The Dodge Demon, which is actually a Challenger in SRT Demon dress, might look close enough to a standard-issue Challenger to fool the non-initiated, but make no mistake, the Demon is a devil just waiting to prove how delightfully dastardly it can be.
While the Challenger, especially in Hellcat guise, is a perfectly capable performance car, the Demon is a deceptively dangerous track car that’s been approved to freely roam the streets. This isn’t a car for just anyone, though. There’s enough potential danger lurking under the hood (and in the tires), that buyers must sign a waiver before actually buying one.
The waiver is FCA’s attempt to cover itself in the inevitable event that someone who doesn’t understand the Demon’s power gets behind the wheel and ends up seriously injured or killed. It’s also a great run-down of just what the Demon has to offer. It opens with this paragraph:
Customer shall have full responsibility and shall assume all risks related to the use of the features and applications in the Vehicle and shall only use the features and applications when it is safe to do so. Failure to do so may result in an accident involving serious injury or death.
There’s also a stipulation regarding the super-sticky Nitto NT05R tires the Dodge Demon is equipped with from the factory. Those are basically drag-racing slicks, and Dodge strongly advises against using them on wet roads or in cold weather, stating that the tires can cause hydroplaning when wet and lose flexibility and warp in the cold. Driving in temps below 15 degrees Fahrenheit may lead to cracking and other tire damage.
A Demon buyer has the option of deleting the passenger seat, but that, too, comes with a disclaimer. The waiver includes a statement that says, once deleted, a passenger seat can neverbe installed, because it won’t meet safety requirements.
The lawyers also included plenty of generic language that basically says FCA can’t be held liable for any stupid decisions a driver might make while behind the wheel of a Demon.

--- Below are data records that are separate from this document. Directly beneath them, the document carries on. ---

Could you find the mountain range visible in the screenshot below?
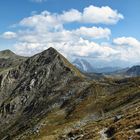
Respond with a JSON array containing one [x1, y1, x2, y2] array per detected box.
[[0, 48, 140, 140], [73, 58, 123, 73], [0, 49, 26, 72]]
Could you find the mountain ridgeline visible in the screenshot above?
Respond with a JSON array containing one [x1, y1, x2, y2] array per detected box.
[[0, 48, 140, 140], [0, 49, 27, 72], [126, 65, 140, 76], [73, 58, 123, 74]]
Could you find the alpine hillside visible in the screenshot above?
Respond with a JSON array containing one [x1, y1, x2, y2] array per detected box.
[[0, 48, 140, 140]]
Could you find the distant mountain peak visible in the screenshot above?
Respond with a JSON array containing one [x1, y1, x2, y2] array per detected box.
[[0, 49, 16, 57], [73, 58, 94, 72], [0, 49, 27, 70], [0, 49, 13, 53], [126, 65, 140, 76]]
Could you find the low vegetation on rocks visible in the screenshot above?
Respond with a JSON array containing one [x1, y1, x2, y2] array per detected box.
[[0, 48, 140, 140]]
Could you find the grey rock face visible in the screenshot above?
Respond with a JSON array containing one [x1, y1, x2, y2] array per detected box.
[[0, 47, 89, 139]]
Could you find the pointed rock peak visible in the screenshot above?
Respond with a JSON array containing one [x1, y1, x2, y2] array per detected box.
[[33, 47, 60, 61], [25, 47, 84, 78], [47, 47, 58, 52], [41, 47, 58, 55], [32, 47, 60, 62]]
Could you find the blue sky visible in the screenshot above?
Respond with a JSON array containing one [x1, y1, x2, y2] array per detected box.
[[0, 0, 139, 38], [0, 0, 140, 67]]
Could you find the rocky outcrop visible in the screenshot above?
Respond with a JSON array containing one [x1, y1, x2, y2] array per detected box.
[[0, 48, 140, 140], [0, 49, 27, 72], [0, 47, 90, 139]]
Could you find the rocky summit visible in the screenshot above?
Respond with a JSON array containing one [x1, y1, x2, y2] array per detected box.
[[0, 49, 27, 72], [0, 48, 140, 140]]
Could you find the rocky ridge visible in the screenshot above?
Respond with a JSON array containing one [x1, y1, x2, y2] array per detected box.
[[0, 48, 140, 140]]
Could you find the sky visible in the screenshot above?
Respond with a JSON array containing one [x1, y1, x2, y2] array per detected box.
[[0, 0, 140, 67]]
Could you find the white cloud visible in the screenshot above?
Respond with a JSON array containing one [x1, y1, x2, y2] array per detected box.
[[59, 5, 123, 24], [1, 31, 17, 39], [113, 37, 140, 61], [113, 37, 140, 47], [17, 8, 113, 44], [14, 26, 111, 57], [82, 5, 124, 24], [30, 0, 47, 3], [20, 11, 63, 32], [59, 9, 82, 23], [14, 42, 45, 56], [13, 6, 140, 65], [14, 34, 140, 66], [20, 5, 123, 28], [14, 37, 117, 59], [74, 27, 111, 39], [5, 5, 140, 67], [14, 5, 122, 59], [14, 27, 140, 66]]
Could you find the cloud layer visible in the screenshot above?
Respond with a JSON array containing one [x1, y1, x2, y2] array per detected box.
[[20, 5, 123, 26], [1, 5, 140, 67]]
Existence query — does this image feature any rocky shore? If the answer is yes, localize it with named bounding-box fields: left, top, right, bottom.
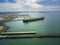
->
left=0, top=15, right=18, bottom=33
left=0, top=25, right=9, bottom=33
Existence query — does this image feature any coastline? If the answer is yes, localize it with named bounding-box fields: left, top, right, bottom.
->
left=0, top=25, right=9, bottom=33
left=0, top=15, right=18, bottom=33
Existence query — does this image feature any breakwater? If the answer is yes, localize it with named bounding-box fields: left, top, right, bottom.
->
left=0, top=35, right=60, bottom=39
left=1, top=31, right=36, bottom=35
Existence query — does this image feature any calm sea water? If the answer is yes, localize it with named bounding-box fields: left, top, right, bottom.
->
left=0, top=11, right=60, bottom=45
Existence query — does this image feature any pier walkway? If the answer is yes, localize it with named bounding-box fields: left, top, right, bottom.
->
left=1, top=31, right=36, bottom=35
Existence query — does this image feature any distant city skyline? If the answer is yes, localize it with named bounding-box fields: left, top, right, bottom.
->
left=0, top=0, right=60, bottom=12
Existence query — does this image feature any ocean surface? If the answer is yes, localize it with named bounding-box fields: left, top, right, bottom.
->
left=0, top=11, right=60, bottom=45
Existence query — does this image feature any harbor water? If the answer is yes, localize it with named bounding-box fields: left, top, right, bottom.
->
left=0, top=11, right=60, bottom=45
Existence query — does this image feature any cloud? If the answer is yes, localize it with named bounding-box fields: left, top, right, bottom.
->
left=0, top=0, right=44, bottom=12
left=35, top=0, right=60, bottom=11
left=36, top=0, right=60, bottom=6
left=24, top=0, right=43, bottom=8
left=0, top=0, right=60, bottom=12
left=0, top=0, right=25, bottom=12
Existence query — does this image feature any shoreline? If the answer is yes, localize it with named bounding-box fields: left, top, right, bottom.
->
left=0, top=25, right=9, bottom=33
left=0, top=15, right=18, bottom=33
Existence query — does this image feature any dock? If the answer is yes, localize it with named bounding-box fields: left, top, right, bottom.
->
left=0, top=31, right=36, bottom=35
left=23, top=17, right=44, bottom=22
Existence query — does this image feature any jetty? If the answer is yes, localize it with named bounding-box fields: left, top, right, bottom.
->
left=0, top=31, right=36, bottom=35
left=23, top=17, right=44, bottom=22
left=0, top=35, right=60, bottom=39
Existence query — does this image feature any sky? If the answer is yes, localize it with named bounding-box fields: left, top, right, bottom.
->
left=0, top=0, right=60, bottom=12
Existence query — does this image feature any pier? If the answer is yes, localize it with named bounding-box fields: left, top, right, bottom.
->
left=0, top=35, right=60, bottom=39
left=23, top=17, right=44, bottom=22
left=0, top=31, right=36, bottom=35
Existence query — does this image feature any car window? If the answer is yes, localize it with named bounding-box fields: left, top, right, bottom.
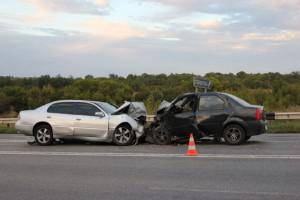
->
left=73, top=103, right=101, bottom=116
left=47, top=102, right=75, bottom=114
left=172, top=96, right=196, bottom=113
left=199, top=96, right=225, bottom=110
left=222, top=93, right=251, bottom=106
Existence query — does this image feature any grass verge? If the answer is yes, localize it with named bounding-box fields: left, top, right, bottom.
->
left=267, top=120, right=300, bottom=133
left=0, top=124, right=17, bottom=134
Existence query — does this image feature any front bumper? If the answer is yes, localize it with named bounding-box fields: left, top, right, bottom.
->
left=134, top=123, right=145, bottom=138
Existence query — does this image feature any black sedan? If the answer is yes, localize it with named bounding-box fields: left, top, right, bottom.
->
left=150, top=92, right=267, bottom=145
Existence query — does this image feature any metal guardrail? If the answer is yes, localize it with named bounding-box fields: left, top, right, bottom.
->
left=146, top=115, right=155, bottom=122
left=0, top=118, right=18, bottom=128
left=274, top=112, right=300, bottom=120
left=0, top=112, right=299, bottom=127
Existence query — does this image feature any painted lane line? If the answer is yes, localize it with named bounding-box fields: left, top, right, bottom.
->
left=149, top=187, right=300, bottom=197
left=0, top=139, right=28, bottom=143
left=1, top=151, right=300, bottom=159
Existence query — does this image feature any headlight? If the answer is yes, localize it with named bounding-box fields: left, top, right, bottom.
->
left=136, top=124, right=144, bottom=134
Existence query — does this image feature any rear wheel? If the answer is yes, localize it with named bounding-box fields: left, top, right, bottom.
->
left=113, top=124, right=134, bottom=146
left=223, top=124, right=246, bottom=145
left=34, top=124, right=53, bottom=146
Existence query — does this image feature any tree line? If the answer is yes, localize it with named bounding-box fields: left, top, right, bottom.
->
left=0, top=72, right=299, bottom=116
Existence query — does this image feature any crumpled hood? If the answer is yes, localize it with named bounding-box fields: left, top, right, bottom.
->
left=156, top=100, right=171, bottom=114
left=112, top=101, right=147, bottom=122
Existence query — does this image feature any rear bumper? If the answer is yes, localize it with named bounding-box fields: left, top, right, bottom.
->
left=15, top=121, right=33, bottom=136
left=246, top=120, right=267, bottom=136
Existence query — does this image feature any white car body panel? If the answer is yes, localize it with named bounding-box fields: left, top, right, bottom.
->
left=16, top=100, right=144, bottom=143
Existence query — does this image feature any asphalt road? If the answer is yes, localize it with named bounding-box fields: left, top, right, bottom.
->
left=0, top=134, right=300, bottom=200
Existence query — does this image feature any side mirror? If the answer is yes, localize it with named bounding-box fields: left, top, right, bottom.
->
left=95, top=112, right=105, bottom=118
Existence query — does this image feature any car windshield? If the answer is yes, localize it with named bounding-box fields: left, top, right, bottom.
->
left=223, top=93, right=251, bottom=106
left=94, top=102, right=117, bottom=114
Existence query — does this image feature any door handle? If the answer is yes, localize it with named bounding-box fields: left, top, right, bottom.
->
left=76, top=118, right=82, bottom=121
left=47, top=116, right=52, bottom=119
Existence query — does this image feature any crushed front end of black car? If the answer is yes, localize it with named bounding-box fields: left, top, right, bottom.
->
left=148, top=92, right=267, bottom=145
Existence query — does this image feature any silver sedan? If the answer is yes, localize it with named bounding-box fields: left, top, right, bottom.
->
left=16, top=100, right=146, bottom=146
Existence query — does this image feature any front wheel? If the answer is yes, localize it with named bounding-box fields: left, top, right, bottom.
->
left=34, top=124, right=53, bottom=146
left=223, top=124, right=246, bottom=145
left=113, top=124, right=134, bottom=146
left=152, top=124, right=171, bottom=145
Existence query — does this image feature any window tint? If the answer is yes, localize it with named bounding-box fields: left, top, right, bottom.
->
left=73, top=103, right=101, bottom=116
left=199, top=96, right=225, bottom=110
left=47, top=103, right=75, bottom=114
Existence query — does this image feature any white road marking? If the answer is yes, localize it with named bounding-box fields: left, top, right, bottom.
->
left=0, top=151, right=300, bottom=159
left=0, top=139, right=28, bottom=143
left=149, top=187, right=300, bottom=197
left=267, top=140, right=300, bottom=143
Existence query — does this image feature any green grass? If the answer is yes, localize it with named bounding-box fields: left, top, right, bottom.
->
left=267, top=120, right=300, bottom=133
left=0, top=124, right=17, bottom=134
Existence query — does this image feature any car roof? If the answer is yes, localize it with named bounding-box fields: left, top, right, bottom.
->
left=50, top=100, right=106, bottom=104
left=180, top=92, right=224, bottom=96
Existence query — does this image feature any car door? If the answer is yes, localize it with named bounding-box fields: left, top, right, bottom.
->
left=46, top=102, right=77, bottom=136
left=73, top=102, right=109, bottom=138
left=196, top=94, right=230, bottom=136
left=164, top=94, right=198, bottom=138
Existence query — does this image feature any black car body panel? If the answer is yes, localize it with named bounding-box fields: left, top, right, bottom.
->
left=151, top=92, right=267, bottom=143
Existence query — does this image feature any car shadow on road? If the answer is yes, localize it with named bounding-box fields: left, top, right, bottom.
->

Perhaps my favorite line from the document says,
The Demon is a unique performance Vehicle with unique characteristics, parts, systems and capabilities and performs unlike other vehicles. It is imperative that you understand and acknowledge the unique characteristics of this Vehicle before purchasing or driving.
I wonder if the lawyers went to marketing school, because I can’t think of a statement that would make a buyer want a Demon more.
The Dodge Challenger SRT Demon is dangerous enough to require a signed waiver. Does that scare you away, or make you want one more?